What To Do When Big Bubbles Burst?
Capitalism is beautiful. It is a system whereby owners of appreciating assets can sit on their hands and still increase their wealth. For example, for more than a decade, people could buy a house, and with real estate prices increasing faster than incomes in general, the house was worth more that they paid for it. Their wealth increased without any labor. Anticipation of still further increases in asset values fueled still more increases in real estate prices. This is the stuff of bubbles that the world has seen in its history ranging from the South Seas Bubble, Mississippi Land Bubble, the Tulip Bubble, and more recently, the Japanese real estate bubble in the 1990's.
But, what happens when the bubble inevitably bursts, as it did in 2007-8? It does not take much. Just a little slackening in the rate of increase is enough to begin the reverse movement. Investors head for the exit, but the exits will always be overcrowded. Holders of assets find their wealth decreasing, again without any particular action on their part. Across the country, real estate has fallen by 20 percent, and in the hottest markets such as Florida, Arizona, California, and Nevada, the decline was 30 percent. Few can survive this kind of decline, neither home owners nor mortgage holders. Worst off are homeowners and investment firms that bought with immense leverage. When the market was going up, they profited hugely with very little money down, and when the market headed down, they suffered losses that few had the capital reserves to weather.

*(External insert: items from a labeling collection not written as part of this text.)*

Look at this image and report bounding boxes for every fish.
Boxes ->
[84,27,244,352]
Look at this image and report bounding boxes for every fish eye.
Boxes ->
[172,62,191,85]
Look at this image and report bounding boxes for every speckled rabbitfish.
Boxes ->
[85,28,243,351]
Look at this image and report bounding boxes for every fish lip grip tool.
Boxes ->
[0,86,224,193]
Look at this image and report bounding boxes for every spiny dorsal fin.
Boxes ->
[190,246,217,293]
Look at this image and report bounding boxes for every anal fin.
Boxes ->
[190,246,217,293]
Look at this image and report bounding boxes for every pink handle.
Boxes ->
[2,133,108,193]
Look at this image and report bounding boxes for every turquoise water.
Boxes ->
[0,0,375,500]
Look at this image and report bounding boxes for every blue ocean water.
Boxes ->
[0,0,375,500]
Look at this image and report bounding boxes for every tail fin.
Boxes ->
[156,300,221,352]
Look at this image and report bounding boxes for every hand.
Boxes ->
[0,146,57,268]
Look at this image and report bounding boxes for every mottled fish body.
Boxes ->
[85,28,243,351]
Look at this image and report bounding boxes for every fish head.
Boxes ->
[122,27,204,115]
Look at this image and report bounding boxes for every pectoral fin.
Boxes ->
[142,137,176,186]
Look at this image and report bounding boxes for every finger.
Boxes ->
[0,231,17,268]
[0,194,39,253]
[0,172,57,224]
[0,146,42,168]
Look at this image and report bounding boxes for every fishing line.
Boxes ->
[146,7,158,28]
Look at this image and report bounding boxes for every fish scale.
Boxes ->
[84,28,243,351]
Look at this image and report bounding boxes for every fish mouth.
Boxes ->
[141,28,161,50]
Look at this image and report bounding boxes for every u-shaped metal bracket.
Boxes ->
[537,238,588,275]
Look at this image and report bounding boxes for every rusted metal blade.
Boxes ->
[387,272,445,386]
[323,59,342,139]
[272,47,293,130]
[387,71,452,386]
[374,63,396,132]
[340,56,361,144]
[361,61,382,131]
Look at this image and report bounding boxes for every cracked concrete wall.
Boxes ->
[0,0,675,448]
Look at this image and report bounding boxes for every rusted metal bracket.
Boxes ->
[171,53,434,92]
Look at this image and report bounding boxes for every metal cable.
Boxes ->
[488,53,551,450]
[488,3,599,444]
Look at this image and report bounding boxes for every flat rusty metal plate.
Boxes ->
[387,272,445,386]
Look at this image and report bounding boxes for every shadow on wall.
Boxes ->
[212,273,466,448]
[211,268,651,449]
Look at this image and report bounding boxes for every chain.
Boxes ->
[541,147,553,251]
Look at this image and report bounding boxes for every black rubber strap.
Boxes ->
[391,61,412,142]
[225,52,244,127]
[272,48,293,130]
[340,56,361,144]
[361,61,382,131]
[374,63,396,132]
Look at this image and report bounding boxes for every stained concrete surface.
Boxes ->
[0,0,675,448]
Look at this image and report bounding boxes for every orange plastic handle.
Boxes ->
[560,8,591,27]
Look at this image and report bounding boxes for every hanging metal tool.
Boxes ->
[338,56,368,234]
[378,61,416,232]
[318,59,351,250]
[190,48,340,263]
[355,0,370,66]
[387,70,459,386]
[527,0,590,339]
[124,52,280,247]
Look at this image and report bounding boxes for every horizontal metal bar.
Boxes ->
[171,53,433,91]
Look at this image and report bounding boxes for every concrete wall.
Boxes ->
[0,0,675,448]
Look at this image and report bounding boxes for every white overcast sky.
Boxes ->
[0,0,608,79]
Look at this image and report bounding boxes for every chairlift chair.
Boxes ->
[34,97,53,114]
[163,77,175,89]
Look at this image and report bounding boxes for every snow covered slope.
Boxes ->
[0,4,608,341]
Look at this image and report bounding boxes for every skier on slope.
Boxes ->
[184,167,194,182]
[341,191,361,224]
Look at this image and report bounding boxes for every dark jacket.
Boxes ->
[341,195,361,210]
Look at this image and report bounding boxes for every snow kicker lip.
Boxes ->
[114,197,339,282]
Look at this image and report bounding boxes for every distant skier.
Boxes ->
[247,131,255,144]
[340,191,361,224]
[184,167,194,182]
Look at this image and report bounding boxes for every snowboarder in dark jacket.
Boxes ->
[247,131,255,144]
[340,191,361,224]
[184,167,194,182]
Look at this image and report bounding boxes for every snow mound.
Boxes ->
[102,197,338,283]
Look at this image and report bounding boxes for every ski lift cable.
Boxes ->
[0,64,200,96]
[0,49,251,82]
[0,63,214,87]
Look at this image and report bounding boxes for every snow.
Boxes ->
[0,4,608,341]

What can be done? Some don’t want to even think about it—people and businesses must pay for their sins and excesses, even if it brings the whole economy to ruin, the foolish and the cautious as well. However, the Republican government decided it could not live with big banks going bankrupt and further loans and credit going to zero. So, they rescued the banks by buying some of their mortgages and by adding to the bank reserve accounts kept at the Federal Reserve. The result was that most of the big banks survived, but the little guys with mortgages on their houses greater than the present worth of their homes, suffered. Suffered enough to lash out at the party now in power, voting them out of office and putting in the very party that helped created the bubble in the first place.

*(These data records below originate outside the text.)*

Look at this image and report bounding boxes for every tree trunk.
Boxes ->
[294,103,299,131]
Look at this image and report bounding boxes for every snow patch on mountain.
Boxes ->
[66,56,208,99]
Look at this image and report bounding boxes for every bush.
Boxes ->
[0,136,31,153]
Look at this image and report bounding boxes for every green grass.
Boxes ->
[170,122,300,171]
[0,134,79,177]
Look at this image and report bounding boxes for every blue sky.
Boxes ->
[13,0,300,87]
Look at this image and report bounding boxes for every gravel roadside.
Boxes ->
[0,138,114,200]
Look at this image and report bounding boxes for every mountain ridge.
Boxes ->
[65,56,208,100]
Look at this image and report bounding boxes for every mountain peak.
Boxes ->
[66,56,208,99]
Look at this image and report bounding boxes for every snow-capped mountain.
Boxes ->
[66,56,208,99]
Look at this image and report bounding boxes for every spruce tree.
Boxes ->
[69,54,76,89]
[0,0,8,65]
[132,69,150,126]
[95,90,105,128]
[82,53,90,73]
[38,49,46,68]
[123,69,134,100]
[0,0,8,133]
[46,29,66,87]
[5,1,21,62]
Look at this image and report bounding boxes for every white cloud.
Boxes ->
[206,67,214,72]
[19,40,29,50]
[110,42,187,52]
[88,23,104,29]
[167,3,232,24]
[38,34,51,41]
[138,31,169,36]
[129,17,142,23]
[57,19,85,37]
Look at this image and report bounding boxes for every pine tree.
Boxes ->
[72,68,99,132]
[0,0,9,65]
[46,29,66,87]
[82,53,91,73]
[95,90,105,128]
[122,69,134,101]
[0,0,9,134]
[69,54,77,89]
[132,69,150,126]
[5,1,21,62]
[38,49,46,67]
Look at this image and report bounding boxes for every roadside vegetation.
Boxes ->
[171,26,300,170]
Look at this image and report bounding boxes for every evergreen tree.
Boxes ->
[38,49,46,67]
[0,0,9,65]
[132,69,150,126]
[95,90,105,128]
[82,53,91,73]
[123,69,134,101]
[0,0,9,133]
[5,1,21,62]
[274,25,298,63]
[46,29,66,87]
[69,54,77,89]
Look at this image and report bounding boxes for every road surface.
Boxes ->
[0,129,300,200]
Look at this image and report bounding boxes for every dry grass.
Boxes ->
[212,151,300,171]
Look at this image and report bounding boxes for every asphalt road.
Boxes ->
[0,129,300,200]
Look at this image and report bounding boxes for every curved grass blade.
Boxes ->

What could have been done differently? When a commercial bank makes a loan such as to an individual wanting to buy a house, it creates money. Out of thin air, if you prefer colorful language. When the loan becomes non-performing, money is destroyed, again out of thin air. By law, a non-performing loan becomes a charge against the bank’s own capital—its reserves, its building, etc. As already noted, to prevent the bank from bankruptcy and credit freeze, the Fed gave it reserves. There is another alternative that was never discussed. If declines in home values and broken mortgages is ultimately the result of a law, then the law could be changed.
The rule now causing such chaos serves a good purpose in normal times. It makes the banks consider extending credit without good assurance of repayment. It did not work. In the hubris of get rich quick, banks (and their customers) threw caution to the wind. In crisis times, sticking to the rule adds to the chaos. The law could be changed one time to get the economy out of its morass. If loans created money out of thin air, then the financial contracts can be voided in the same way (or at least greatly reduced) and the banks could start over doing what they normally do. This would have been an alternative to the Fed injecting huge amounts of cash into bank reserves. Moral hazard would be created in any case—the banks may act irresponsibly again if they believe that they are will be bailed out—whether bailed out by the Fed or by a change in the rule of non-performing loans being a charge against their capital. This is a problem we have to live with.

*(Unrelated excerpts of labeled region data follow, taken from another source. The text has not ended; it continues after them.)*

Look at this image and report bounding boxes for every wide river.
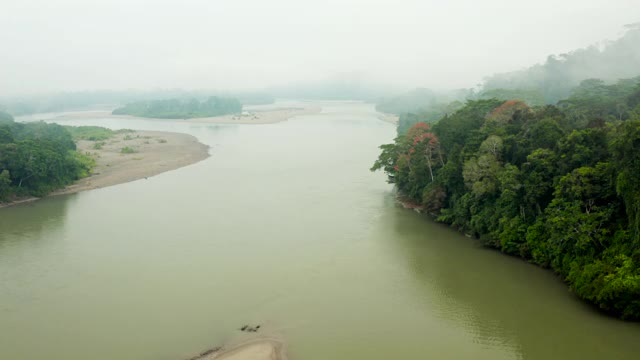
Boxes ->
[0,103,640,360]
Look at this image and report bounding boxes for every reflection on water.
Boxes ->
[384,208,640,359]
[0,102,640,360]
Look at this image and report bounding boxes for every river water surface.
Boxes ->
[0,103,640,360]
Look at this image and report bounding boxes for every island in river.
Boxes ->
[51,103,321,124]
[0,124,209,207]
[51,131,209,195]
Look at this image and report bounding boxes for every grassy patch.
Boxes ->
[65,126,133,141]
[120,146,138,154]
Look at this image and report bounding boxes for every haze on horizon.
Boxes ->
[0,0,640,96]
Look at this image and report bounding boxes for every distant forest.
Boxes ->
[376,24,640,134]
[0,90,275,116]
[372,74,640,320]
[113,96,242,119]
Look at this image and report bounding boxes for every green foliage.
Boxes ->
[113,96,242,119]
[372,78,640,319]
[65,126,133,141]
[0,121,95,201]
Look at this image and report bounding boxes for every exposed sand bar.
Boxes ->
[51,105,321,124]
[0,131,209,208]
[51,131,209,195]
[190,338,287,360]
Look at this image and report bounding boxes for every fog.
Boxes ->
[0,0,640,95]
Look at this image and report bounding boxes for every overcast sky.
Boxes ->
[0,0,640,95]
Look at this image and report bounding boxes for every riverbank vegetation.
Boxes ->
[113,96,242,119]
[0,89,275,116]
[0,112,95,202]
[372,77,640,319]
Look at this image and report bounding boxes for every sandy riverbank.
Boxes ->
[51,105,321,124]
[51,131,209,195]
[0,131,209,208]
[189,337,287,360]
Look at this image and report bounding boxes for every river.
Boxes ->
[0,102,640,360]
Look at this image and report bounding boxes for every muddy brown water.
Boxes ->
[0,103,640,360]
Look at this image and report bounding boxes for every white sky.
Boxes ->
[0,0,640,95]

The average person does not understand what drove Bush’s Republican Treasury Secretary, Paulson, to bail out the banks, so they are not grateful for something they can’t understand. All they know is that a lot of money was thrown around and they did not see any of it. None of it helped them with their mortgage payments where the mortgage was larger than the depreciated value of their homes. So they are angry with the Democrats who happen to be in power when the pain peaked. When people are angry, they lash out at whatever they can see.
If the Treasury and the Fed had created money for a larger stimulus and mortgage relief, instead of bailing out the banks (when there was a better way to save them by a rule change), people and the economy would be a lot happier today. We are not the first society to destroy itself by clinging to obsolete institutions. The barriers to full employment are symbolic (in the air, if you will), but few economists or politicians are helping the public understand its options. Treating the problem as if it were a moral failure, as Paul Krugman has pointed out, may doom us to the Japanese experience of over a decade of negative and zero growth after a real estate boom so large it can’t be accommodated with old thinking. Capitalism with its inevitable booms and busts can be saved without so much pain, but it will take bold rethinking of our institutions.